Last night my friend Bon dropped a landmark on me for the Error sim. I’ve heard a lot about it but hadn’t yet made the trip out to visit. Bon is really good about dropping LMs on me to new places, since I really do like to explore, but don’t often know where to go once I get the time to do it.
Error is unlike any sim I’ve seen before yet in SL. It is stark, but beautiful. I didn’t get a chance to explore the entire thing, but I do plan on going back.
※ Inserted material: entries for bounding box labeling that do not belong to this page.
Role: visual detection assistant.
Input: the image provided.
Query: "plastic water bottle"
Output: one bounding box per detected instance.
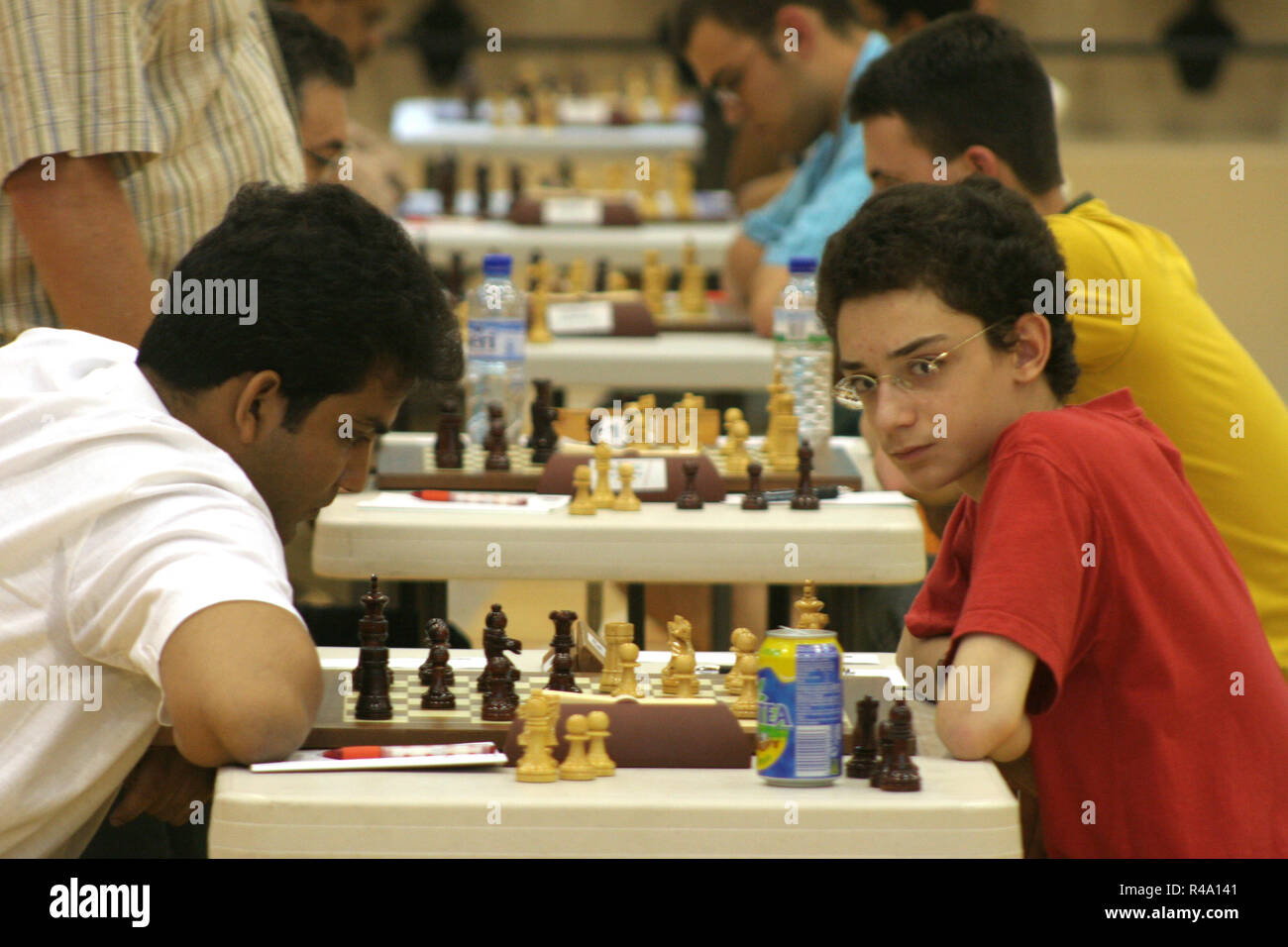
[774,257,832,451]
[465,254,528,445]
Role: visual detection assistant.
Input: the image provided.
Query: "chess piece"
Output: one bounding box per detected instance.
[546,609,581,693]
[881,699,921,792]
[480,653,518,721]
[671,655,698,697]
[568,257,590,295]
[793,441,819,510]
[568,464,599,517]
[528,277,554,346]
[613,642,644,697]
[417,618,456,686]
[640,250,667,316]
[483,402,510,472]
[796,579,827,631]
[528,378,559,464]
[476,603,523,693]
[720,407,743,458]
[868,720,894,789]
[675,460,702,510]
[680,241,707,316]
[662,614,695,694]
[434,398,465,471]
[725,627,756,693]
[725,420,751,474]
[515,693,559,783]
[599,621,635,693]
[742,460,769,510]
[845,697,881,780]
[559,714,599,780]
[587,710,617,776]
[353,576,394,720]
[590,441,617,510]
[730,655,760,720]
[613,464,640,513]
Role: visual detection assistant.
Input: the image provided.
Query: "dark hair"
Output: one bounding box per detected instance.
[137,184,463,430]
[671,0,859,55]
[818,174,1078,399]
[850,13,1064,194]
[868,0,973,26]
[268,3,355,103]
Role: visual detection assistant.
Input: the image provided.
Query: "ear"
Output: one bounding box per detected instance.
[1012,312,1051,384]
[233,371,286,445]
[770,4,823,59]
[962,145,1002,177]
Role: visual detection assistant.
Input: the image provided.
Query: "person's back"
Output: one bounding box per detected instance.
[926,390,1288,858]
[1046,200,1288,674]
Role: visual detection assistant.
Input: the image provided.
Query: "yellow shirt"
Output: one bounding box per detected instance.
[1047,200,1288,677]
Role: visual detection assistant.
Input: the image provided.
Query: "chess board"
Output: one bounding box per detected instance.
[305,670,756,747]
[376,434,863,493]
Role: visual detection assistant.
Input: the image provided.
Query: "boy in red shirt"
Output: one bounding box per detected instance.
[819,179,1288,858]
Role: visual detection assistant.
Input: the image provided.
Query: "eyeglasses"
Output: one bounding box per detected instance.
[832,322,999,410]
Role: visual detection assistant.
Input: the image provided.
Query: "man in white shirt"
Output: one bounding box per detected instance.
[0,185,461,856]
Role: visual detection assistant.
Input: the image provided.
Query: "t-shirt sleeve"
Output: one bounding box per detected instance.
[0,0,162,180]
[1046,214,1138,374]
[958,453,1102,714]
[67,479,297,723]
[764,134,872,266]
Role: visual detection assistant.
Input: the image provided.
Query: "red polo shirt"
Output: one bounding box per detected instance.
[907,389,1288,858]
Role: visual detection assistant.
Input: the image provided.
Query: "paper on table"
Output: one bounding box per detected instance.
[250,750,506,773]
[724,489,915,506]
[358,489,572,513]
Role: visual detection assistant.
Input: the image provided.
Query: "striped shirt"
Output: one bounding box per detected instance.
[0,0,304,338]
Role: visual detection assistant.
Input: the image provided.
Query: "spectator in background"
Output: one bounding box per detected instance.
[277,0,408,214]
[0,0,304,346]
[268,4,353,184]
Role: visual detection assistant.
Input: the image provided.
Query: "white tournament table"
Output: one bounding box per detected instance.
[209,648,1022,858]
[402,217,741,269]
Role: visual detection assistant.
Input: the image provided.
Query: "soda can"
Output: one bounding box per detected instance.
[756,627,844,786]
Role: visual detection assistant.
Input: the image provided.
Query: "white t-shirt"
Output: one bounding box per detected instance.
[0,329,293,857]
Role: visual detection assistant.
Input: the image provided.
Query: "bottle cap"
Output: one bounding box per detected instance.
[483,254,514,275]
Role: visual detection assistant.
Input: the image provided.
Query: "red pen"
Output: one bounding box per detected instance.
[412,489,528,506]
[322,743,496,760]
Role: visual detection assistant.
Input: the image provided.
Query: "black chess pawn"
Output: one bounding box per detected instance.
[675,460,702,510]
[742,460,769,510]
[528,378,559,464]
[870,720,894,789]
[483,403,510,472]
[546,611,581,693]
[355,576,394,720]
[845,697,880,780]
[793,441,818,510]
[480,655,516,720]
[434,398,465,471]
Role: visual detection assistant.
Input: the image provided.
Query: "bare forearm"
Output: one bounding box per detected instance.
[4,155,152,346]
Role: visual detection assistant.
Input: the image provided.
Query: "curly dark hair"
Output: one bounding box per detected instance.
[671,0,859,55]
[818,175,1078,401]
[850,13,1064,194]
[137,184,464,430]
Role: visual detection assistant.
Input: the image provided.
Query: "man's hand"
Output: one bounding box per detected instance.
[107,746,215,826]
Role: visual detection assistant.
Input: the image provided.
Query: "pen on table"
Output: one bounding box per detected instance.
[322,743,496,760]
[765,487,853,502]
[412,489,528,506]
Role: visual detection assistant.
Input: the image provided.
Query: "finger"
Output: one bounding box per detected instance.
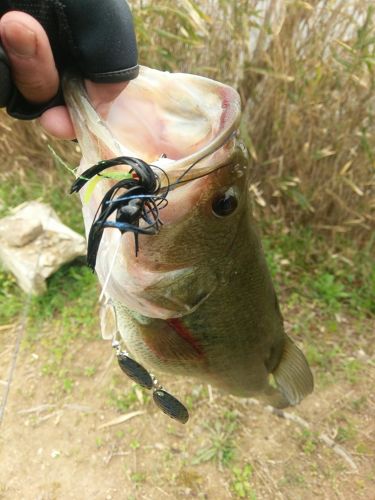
[0,11,59,103]
[39,106,75,140]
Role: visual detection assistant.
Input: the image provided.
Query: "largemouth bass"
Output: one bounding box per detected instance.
[64,68,313,418]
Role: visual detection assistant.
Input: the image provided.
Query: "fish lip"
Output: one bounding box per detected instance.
[63,66,241,182]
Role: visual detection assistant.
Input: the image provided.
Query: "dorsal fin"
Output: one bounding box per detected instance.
[272,337,314,405]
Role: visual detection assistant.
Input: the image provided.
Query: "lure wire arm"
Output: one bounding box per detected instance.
[112,332,189,424]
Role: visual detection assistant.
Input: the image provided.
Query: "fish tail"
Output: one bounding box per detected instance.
[272,336,314,408]
[262,385,290,410]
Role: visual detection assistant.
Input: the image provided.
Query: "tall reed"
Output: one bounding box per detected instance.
[0,0,375,242]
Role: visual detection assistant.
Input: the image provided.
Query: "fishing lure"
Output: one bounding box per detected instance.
[70,156,189,423]
[70,156,169,270]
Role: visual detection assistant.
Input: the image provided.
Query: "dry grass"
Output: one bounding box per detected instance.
[0,0,375,243]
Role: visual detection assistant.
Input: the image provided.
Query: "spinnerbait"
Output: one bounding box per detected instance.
[70,156,169,270]
[71,156,189,424]
[112,339,189,424]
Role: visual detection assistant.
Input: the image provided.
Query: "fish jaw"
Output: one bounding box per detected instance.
[64,68,244,319]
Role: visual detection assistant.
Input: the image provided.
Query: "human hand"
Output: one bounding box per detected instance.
[0,0,138,139]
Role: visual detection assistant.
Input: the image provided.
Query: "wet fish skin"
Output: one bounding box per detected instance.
[66,69,313,408]
[115,150,313,408]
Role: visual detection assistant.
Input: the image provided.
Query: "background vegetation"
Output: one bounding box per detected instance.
[0,0,375,499]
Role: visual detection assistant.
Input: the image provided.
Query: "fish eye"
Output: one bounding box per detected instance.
[212,188,238,217]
It’s amazing what you can do with windlight & a little photoshopping. So while I show you these neat pictures I caught out there, I’ll talk a little about something that’s been on my mind. If you don’t want to read, you can just look at the pics. I don’t mind. 🙂
Last night I was chatting with someone, and he mentioned that sometimes when he’s in SL, he just goes off somewhere alone to just sit and think or listen to music or stand around. And I started thinking that rarely am I alone anymore in SL. For months, I was. I wanted to be. I would sit up in my home on the island and just be alone. At least, I thought I wanted to be alone. I set up my little world and I blogged my random things and I played with windlight and I just stayed there.
But the thing is…I’m happier in SL when I have more than just the sky to play with.
No, I’m not alone often these days. I go and sit and watch my builder friends work while I pay attention [sometimes] or I blog or do photos while they do their thing. I invite people to my home [or they invite themselves, which makes me laugh, but I never mind it]. I drag people out to shop with me, or they drag me with them. And on the rare occasions that I am alone, I have my group of fabulous friends right there in the window, ready to chat at a moment’s notice.
After so many months of being alone, and now rarely being by myself, shouldn’t I crave it more? In my physical world, I relish my alone time. I look for any brief moment when I can be by myself, think about things, and just breathe. I have to wonder if I’m not allowing myself much alone time in SL lately because I don’t want to think too much. I keep going and going, moving, laughing, running, dancing, just to not let my mind wander to things that I’ve already thought too much about in the past.
Or maybe I just enjoy my friends for being who they are, my strength and my inspirations, and I don’t feel the need to be left alone when I could be with them.
That concludes my thoughts for today. 🙂
Oh, but while at Error, this guy landed near me. We said hello and talked about how nice the sim was for about a minute, and then he wished me a good day and left. I thought his avatar was awesome for Error. I didn’t get his permission to take his picture, and I don’t remember his name, but he has a store where he sells steampunk and post-apocalyptic items. Hopefully he won’t mind that I took his picture.